Not so fast, padre. Of couple of recent announcements have shed more light on the almost certain notion that life exists elsewhere in this big, old Cosmos. And where there’s life, there must be the potential for intelligence (except, of course, within the Bush White House.)

Last week, scientists using the Hubble Space Telescope announced they’ve detected organic molecules on a huge planet some 63 light-years away. The planet, poetically dubbed HD 189733b, orbits a star in the constellation Vulpecula.

The discovery proves that researchers have the capability to find the basic building blocks of life outside our Solar System. They’ll now use HST to examine smaller, more optimally positioned planets that have greater potential for supporting life.

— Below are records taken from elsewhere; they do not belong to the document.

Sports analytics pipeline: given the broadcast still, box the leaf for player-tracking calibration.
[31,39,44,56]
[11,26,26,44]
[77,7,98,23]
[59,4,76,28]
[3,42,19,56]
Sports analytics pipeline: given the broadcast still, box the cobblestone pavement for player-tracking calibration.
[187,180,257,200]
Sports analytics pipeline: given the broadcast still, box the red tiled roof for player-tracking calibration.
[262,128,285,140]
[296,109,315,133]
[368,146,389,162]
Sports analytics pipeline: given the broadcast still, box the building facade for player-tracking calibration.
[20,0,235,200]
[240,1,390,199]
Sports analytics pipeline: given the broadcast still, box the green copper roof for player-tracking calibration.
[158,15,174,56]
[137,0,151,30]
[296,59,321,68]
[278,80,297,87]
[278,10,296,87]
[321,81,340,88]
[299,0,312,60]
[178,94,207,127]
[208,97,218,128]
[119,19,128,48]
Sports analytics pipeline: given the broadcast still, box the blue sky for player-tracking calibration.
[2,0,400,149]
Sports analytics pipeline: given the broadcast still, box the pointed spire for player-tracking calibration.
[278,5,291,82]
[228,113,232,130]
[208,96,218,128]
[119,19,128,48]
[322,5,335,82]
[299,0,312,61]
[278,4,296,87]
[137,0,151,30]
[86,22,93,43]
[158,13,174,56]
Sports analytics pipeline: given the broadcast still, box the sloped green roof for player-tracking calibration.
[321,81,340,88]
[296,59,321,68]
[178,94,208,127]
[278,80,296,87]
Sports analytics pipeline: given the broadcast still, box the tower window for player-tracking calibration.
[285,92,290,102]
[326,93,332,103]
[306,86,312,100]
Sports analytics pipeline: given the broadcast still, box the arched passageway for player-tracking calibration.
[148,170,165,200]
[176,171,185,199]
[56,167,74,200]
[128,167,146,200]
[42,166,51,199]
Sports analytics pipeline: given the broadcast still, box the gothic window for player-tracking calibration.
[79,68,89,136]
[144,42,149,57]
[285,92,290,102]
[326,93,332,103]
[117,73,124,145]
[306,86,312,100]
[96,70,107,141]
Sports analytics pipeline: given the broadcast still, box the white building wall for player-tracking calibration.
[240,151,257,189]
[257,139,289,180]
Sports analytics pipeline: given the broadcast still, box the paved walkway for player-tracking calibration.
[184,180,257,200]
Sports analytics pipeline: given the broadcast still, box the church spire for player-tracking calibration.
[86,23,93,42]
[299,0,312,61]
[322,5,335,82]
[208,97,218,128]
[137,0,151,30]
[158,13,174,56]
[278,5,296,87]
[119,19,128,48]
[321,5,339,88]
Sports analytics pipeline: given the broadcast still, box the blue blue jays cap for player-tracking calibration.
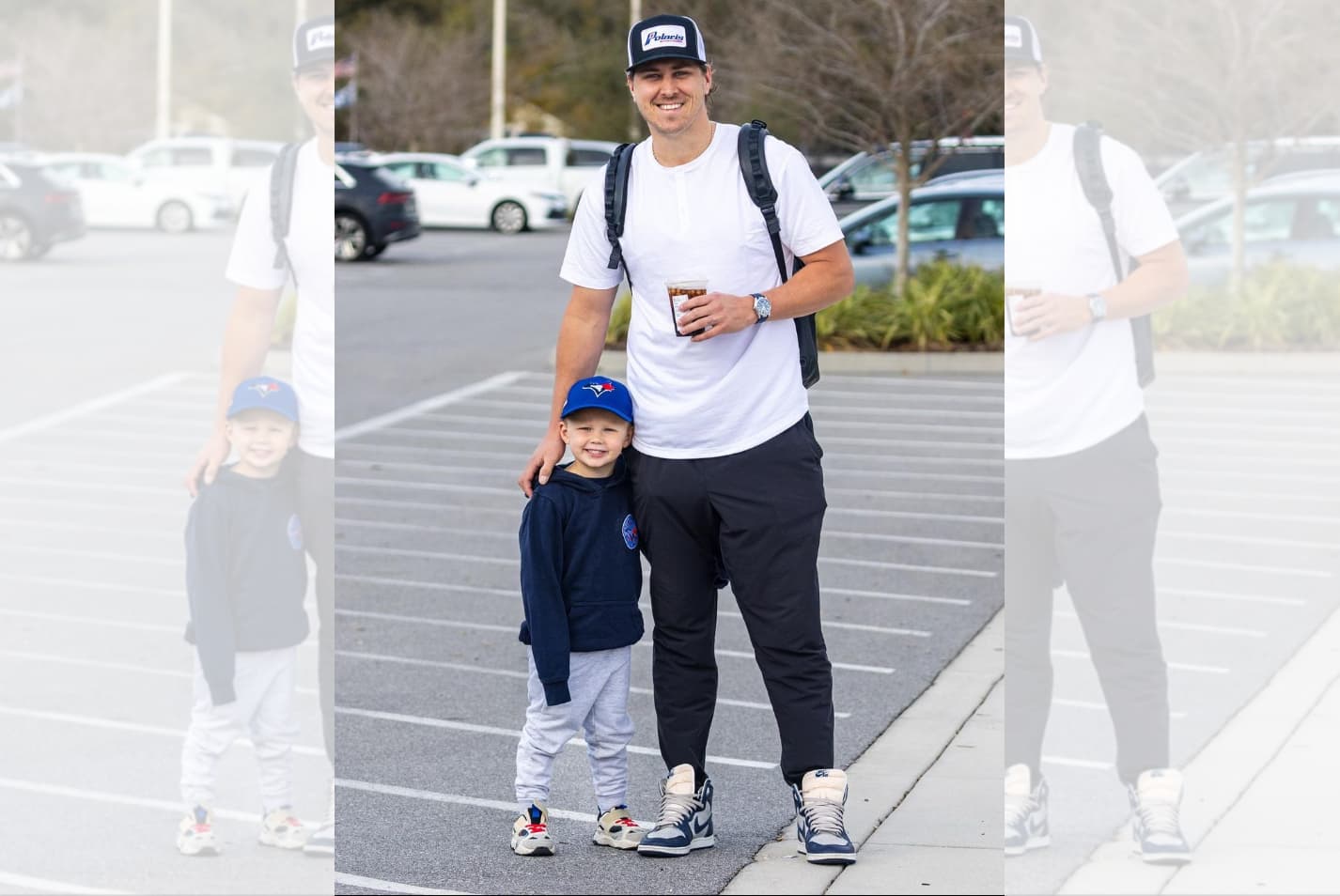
[559,377,632,424]
[227,377,298,424]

HD 189733b has traces of water, a discovery announced in 2007, and methane. Scientists seek four substances – water, methane, carbon dioxide, and oxygen – when looking for signs of life on a planet.

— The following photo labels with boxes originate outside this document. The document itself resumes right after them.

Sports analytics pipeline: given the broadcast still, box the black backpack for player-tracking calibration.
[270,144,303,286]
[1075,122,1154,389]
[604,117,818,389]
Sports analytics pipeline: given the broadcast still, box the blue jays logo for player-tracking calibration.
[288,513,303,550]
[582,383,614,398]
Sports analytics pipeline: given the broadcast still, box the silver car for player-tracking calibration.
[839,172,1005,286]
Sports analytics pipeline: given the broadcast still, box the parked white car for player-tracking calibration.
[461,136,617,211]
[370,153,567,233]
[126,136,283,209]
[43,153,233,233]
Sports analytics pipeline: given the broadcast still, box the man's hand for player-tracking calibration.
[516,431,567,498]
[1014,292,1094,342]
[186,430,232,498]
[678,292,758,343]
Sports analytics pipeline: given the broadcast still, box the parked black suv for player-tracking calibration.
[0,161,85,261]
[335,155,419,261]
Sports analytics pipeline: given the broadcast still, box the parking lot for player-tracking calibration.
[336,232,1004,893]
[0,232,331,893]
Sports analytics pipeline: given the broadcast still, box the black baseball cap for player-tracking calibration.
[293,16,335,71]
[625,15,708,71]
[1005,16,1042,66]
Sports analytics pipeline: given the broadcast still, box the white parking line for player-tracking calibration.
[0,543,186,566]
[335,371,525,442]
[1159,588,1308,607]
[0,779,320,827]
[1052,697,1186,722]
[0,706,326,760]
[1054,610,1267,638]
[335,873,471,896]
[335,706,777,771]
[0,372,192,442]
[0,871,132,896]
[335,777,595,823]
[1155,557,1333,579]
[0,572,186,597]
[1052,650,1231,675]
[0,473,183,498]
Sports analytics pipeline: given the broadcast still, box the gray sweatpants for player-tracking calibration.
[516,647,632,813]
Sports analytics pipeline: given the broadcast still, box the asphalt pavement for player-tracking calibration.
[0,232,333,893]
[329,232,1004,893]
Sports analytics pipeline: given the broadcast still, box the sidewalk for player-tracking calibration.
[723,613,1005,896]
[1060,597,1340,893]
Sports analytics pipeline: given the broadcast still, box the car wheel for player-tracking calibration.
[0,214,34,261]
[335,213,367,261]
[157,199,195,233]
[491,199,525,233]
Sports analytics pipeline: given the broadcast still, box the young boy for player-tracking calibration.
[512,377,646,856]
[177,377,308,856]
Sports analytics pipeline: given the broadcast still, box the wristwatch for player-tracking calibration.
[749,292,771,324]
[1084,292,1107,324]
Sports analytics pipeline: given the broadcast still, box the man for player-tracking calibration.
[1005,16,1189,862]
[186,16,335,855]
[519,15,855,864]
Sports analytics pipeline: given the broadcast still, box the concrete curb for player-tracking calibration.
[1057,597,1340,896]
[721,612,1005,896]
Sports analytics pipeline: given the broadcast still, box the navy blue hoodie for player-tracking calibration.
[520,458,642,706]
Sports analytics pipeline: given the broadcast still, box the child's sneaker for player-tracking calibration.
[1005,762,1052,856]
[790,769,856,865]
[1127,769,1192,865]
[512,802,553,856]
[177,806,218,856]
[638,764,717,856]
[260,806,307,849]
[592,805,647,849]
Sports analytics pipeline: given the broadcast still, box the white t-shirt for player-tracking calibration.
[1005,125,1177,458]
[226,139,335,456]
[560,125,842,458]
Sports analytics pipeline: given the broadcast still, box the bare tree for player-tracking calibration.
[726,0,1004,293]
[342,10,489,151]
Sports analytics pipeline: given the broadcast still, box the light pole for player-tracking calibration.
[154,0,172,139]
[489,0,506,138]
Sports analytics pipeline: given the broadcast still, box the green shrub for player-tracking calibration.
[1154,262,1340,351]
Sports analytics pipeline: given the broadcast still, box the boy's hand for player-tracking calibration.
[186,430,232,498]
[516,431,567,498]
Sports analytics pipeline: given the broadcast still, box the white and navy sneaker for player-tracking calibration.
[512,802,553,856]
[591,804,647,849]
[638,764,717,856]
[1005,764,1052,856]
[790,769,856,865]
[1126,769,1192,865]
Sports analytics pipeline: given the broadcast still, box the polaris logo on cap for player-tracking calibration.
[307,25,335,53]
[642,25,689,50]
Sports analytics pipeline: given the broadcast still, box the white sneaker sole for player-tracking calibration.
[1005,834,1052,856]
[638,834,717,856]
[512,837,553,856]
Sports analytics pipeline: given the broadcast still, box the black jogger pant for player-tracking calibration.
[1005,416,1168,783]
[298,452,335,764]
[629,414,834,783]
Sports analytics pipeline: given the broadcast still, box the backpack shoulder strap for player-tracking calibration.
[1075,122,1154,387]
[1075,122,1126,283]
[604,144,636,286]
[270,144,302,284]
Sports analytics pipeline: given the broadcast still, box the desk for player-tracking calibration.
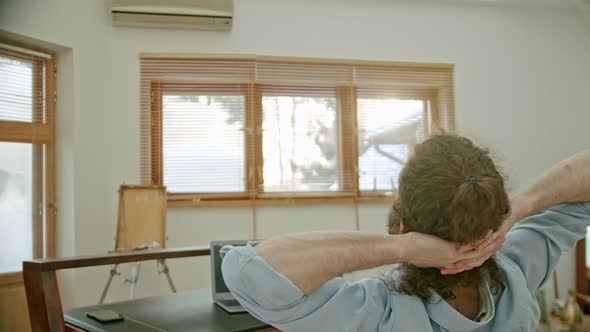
[23,247,280,332]
[64,289,272,332]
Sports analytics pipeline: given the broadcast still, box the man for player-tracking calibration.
[222,135,590,331]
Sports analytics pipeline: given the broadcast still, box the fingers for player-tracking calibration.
[475,229,496,251]
[440,236,506,274]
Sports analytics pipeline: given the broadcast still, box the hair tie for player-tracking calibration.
[465,175,479,185]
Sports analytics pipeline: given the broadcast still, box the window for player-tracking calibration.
[141,54,454,206]
[0,44,55,273]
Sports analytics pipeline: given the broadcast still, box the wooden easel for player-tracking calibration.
[98,185,176,304]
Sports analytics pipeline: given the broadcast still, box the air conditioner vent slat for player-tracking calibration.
[111,0,233,31]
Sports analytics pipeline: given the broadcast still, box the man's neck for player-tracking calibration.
[447,286,481,320]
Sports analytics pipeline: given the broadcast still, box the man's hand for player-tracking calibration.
[440,196,534,274]
[404,231,504,274]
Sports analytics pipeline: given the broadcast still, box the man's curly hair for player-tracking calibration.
[388,134,510,300]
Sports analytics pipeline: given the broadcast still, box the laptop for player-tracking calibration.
[211,240,248,313]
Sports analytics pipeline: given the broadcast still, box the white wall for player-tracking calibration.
[0,0,590,306]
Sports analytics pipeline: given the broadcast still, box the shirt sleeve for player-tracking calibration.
[222,245,391,331]
[501,203,590,292]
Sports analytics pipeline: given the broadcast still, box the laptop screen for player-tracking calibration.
[211,240,248,298]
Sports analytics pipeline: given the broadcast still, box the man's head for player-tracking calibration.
[388,134,510,298]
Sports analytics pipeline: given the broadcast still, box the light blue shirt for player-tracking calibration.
[222,203,590,332]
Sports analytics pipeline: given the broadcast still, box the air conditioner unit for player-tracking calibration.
[111,0,233,31]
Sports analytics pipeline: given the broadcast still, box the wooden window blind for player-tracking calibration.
[0,43,56,273]
[140,54,454,206]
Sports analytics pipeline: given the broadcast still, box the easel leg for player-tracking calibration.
[158,259,176,293]
[98,264,119,304]
[125,262,140,299]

Mark Swain, head of NASA’s Jet Propulsion Laboratory team responsible for the discovery, calls it “a dress rehearsal for future searches for life on more hospitable planets.” HD 189733b is too close to its host star – and therefore too hot – to support life as we know it.

Closer to home, the Cassini spacecraft, which has been studying Saturn’s neighborhood, has “tasted” an organic soup emanating from the gas giant’s moon, Enceladus. (By the way, don’t you love the term “gas giant”? It signifies the massive outer planets of our Solar System: Jupiter, Saturn, Uranus, and Neptune. It can also refer to me after I’ve gorged on a pizza with everything.)

Anyway, Enceladus’s “soup” contains water vapor and key organic chemicals. According to Dennis Matson, Cassini project scientist at the JPL in Pasadena, “Enceladus has got warmth, water, and organic chemicals, some of the essential building blocks needed for life.”

Give us a few more decades and I’m certain scientists will find living, breathing creatures roaming some distant planet. Just as the spectacular photograph of the earthrise taken by the Apollo 8 astronauts changed the way we view our world (well, some of us,) the realization that beasts and intellectuals may populate other planets ought to put us even more in our places.

Who, then, will be the apple of god’s eye?